TrajectorySlicer is a component that defines how to slice trajectory data used for Decision Transformer-based algorithms. You can also implement your own TrajectorySlicer for custom experiments.

import d3rlpy

class CustomTrajectorySlicer(d3rlpy.dataset.TrajectorySlicerProtocol):
    def __call__(
        self, episode: d3rlpy.dataset.EpisodeBase, end_index: int, size: int
    ) -> d3rlpy.dataset.PartialTrajectory:
        end = end_index + 1
        start = max(end - size, 0)
        actual_size = end - start

        # prepare terminal flags
        terminals = np.zeros((actual_size, 1), dtype=np.float32)
        if episode.terminated and end_index == episode.size() - 1:
            terminals[-1][0] = 1.0

        # slice data
        observations = episode.observations[start:end]
        actions = episode.actions[start:end]
        rewards = episode.rewards[start:end]
        ret = np.sum(episode.rewards[start:])
        all_returns_to_go = ret - np.cumsum(episode.rewards[start:], axis=0)
        returns_to_go = all_returns_to_go[:actual_size].reshape((-1, 1))
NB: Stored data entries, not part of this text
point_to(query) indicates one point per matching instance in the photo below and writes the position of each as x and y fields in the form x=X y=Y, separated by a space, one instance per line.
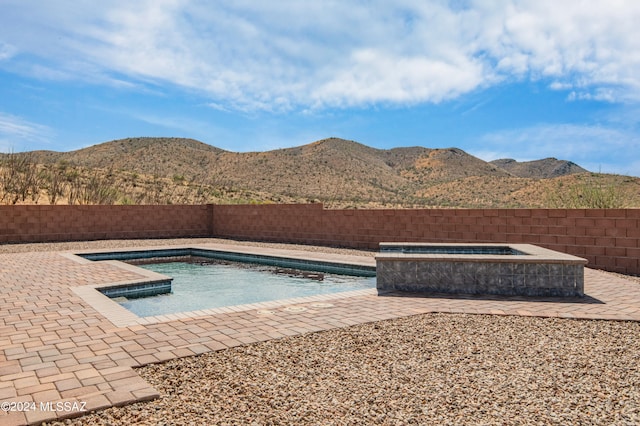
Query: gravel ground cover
x=443 y=369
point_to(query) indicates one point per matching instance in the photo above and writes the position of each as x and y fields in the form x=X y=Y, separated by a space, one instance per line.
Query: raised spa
x=502 y=269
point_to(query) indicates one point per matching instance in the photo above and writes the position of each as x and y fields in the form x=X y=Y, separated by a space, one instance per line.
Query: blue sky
x=498 y=79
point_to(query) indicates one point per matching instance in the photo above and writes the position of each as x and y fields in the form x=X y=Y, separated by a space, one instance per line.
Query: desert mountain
x=539 y=169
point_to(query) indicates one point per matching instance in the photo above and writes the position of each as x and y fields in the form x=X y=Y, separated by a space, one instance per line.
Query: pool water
x=208 y=284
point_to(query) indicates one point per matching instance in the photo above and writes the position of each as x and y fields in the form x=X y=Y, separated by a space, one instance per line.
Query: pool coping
x=122 y=317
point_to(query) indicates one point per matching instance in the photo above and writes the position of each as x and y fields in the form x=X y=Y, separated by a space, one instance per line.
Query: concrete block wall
x=22 y=224
x=608 y=238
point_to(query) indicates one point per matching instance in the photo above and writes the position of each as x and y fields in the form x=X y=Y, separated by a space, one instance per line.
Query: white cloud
x=290 y=54
x=595 y=148
x=6 y=51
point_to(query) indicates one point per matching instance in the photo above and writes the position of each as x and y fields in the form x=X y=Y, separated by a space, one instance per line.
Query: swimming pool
x=195 y=279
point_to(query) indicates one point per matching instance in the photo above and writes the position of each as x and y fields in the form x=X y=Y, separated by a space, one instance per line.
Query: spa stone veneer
x=504 y=269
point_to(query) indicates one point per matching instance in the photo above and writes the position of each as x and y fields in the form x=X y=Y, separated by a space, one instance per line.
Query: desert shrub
x=590 y=191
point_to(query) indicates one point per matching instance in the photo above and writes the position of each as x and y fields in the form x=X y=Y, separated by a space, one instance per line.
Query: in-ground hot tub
x=505 y=269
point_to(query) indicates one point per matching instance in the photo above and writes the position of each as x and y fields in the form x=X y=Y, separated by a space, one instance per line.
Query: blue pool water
x=213 y=284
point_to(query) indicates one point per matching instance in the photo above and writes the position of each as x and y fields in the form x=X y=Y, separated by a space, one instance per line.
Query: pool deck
x=60 y=340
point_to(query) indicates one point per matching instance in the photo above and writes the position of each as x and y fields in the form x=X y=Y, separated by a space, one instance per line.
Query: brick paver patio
x=61 y=341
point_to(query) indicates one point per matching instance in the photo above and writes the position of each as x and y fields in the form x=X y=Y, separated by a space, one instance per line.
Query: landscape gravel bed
x=443 y=369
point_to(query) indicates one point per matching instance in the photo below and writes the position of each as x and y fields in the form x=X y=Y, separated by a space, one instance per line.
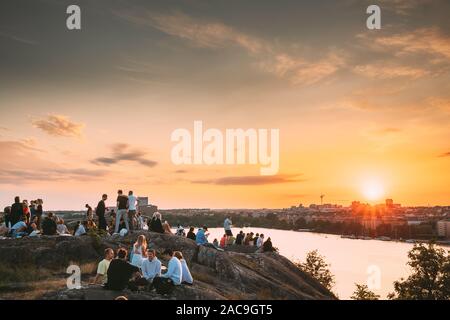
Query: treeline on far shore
x=426 y=230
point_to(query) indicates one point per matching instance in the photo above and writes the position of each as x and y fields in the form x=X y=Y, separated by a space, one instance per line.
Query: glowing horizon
x=90 y=112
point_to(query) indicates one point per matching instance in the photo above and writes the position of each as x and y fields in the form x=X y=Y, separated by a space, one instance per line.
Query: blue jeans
x=121 y=214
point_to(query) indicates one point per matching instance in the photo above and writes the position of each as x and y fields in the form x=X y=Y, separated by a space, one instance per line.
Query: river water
x=374 y=262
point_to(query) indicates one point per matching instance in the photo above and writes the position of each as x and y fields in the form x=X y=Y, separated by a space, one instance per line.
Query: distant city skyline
x=362 y=114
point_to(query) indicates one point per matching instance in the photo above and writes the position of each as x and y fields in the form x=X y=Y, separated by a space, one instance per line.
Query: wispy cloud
x=389 y=72
x=24 y=165
x=389 y=130
x=59 y=126
x=123 y=152
x=429 y=41
x=17 y=39
x=403 y=7
x=216 y=35
x=205 y=34
x=250 y=180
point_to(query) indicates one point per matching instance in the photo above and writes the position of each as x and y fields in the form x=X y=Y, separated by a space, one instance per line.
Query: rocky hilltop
x=217 y=275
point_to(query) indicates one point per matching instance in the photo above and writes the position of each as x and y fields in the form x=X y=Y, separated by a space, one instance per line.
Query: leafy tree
x=318 y=268
x=362 y=292
x=430 y=279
        # prepare metadata
        timesteps = np.arange(start, end)
        masks = np.ones(end - start, dtype=np.float32)
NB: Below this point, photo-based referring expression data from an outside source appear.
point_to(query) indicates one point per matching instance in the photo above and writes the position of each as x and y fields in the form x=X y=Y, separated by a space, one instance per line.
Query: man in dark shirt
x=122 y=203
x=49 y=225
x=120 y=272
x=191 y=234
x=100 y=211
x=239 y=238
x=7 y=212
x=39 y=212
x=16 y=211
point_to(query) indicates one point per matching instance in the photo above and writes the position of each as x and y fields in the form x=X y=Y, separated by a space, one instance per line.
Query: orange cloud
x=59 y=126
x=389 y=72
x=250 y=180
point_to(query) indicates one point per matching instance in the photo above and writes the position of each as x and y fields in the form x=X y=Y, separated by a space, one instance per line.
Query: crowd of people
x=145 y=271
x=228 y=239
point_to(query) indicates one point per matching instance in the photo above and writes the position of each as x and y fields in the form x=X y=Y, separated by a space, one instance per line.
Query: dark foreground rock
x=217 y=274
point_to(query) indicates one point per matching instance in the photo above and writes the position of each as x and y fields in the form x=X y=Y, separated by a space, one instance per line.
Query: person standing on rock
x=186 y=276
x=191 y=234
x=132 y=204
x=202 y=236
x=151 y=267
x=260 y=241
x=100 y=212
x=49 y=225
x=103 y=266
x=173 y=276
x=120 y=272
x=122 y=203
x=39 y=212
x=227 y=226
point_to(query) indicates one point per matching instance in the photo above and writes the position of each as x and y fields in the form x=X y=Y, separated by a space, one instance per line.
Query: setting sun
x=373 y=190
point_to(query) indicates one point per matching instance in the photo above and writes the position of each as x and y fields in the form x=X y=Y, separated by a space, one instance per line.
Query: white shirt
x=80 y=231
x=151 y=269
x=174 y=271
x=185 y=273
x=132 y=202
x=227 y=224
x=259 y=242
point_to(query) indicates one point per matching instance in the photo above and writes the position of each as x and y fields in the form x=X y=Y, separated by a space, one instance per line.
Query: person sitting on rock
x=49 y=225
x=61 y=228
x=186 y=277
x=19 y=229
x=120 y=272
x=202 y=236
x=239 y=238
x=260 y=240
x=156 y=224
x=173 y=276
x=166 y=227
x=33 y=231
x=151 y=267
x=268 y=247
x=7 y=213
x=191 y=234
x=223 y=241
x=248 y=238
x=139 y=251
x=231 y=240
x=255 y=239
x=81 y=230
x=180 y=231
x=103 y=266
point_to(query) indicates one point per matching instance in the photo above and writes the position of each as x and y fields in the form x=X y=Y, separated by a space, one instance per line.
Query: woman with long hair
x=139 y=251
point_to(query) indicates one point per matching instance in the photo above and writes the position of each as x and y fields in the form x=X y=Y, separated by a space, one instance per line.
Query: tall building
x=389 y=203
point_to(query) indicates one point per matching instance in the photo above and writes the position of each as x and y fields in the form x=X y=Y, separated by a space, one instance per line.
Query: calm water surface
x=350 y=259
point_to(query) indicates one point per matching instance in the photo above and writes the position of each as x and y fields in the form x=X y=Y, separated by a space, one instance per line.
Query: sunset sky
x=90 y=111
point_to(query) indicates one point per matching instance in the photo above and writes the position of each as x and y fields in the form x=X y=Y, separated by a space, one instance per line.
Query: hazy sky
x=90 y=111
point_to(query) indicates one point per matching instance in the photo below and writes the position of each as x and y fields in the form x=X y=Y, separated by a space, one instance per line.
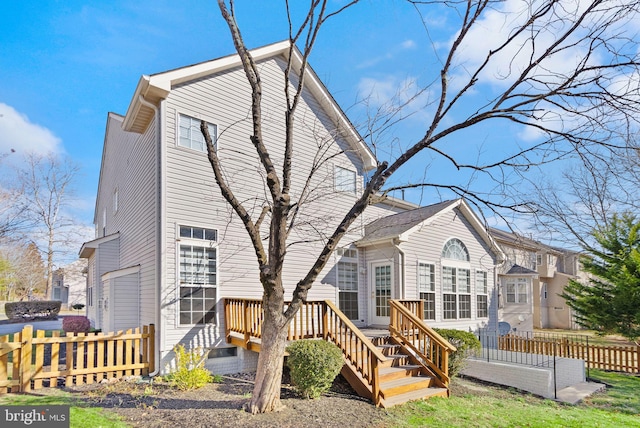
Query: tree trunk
x=266 y=392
        # compute backward padding size
        pad_size = size - actual_size

        if pad_size == 0:
            return d3rlpy.dataset.PartialTrajectory(
                observations=observations,
                actions=actions,
                rewards=rewards,
                returns_to_go=returns_to_go,
                terminals=terminals,
                timesteps=timesteps,
                masks=masks,
                length=size,
            )

        return d3rlpy.dataset.PartialTrajectory(
            observations=d3rlpy.dataset.batch_pad_observations(observations, pad_size),
            actions=d3rlpy.dataset.batch_pad_array(actions, pad_size),
            rewards=d3rlpy.dataset.batch_pad_array(rewards, pad_size),
            returns_to_go=d3rlpy.dataset.batch_pad_array(returns_to_go, pad_size),
            terminals=d3rlpy.dataset.batch_pad_array(terminals, pad_size),
            timesteps=d3rlpy.dataset.batch_pad_array(timesteps, pad_size),
            masks=d3rlpy.dataset.batch_pad_array(masks, pad_size),
            length=size,
        )

d3rlpy.dataset.TrajectorySlicerProtocol

Interface of TrajectorySlicer.

d3rlpy.dataset.BasicTrajectorySlicer

Standard trajectory slicer.

d3rlpy.dataset.FrameStackTrajectorySlicer

Frame-stacking trajectory slicer.

WriterPreprocess

WriterPreprocess is a component that defines how to write experiences to an experience replay buffer. You can also implement your own WriterPreprocess for custom experiments.

import d3rlpy

class CustomWriterPreprocess(d3rlpy.dataset.WriterPreprocessProtocol):
    def process_observation(self, observation: d3rlpy.dataset.Observation) -> d3rlpy.dataset.Observation:
        return observation

    def process_action(self, action: np.ndarray) -> np.ndarray:
        return action

    def process_reward(self, reward: np.ndarray) -> np.ndarray:
        return reward

d3rlpy.dataset.WriterPreprocessProtocol

Interface of WriterPreprocess.

d3rlpy.dataset.BasicWriterPreprocess

Stanard data writer.

d3rlpy.dataset.LastFrameWriterPreprocess

Data writer that writes the last channel of observation.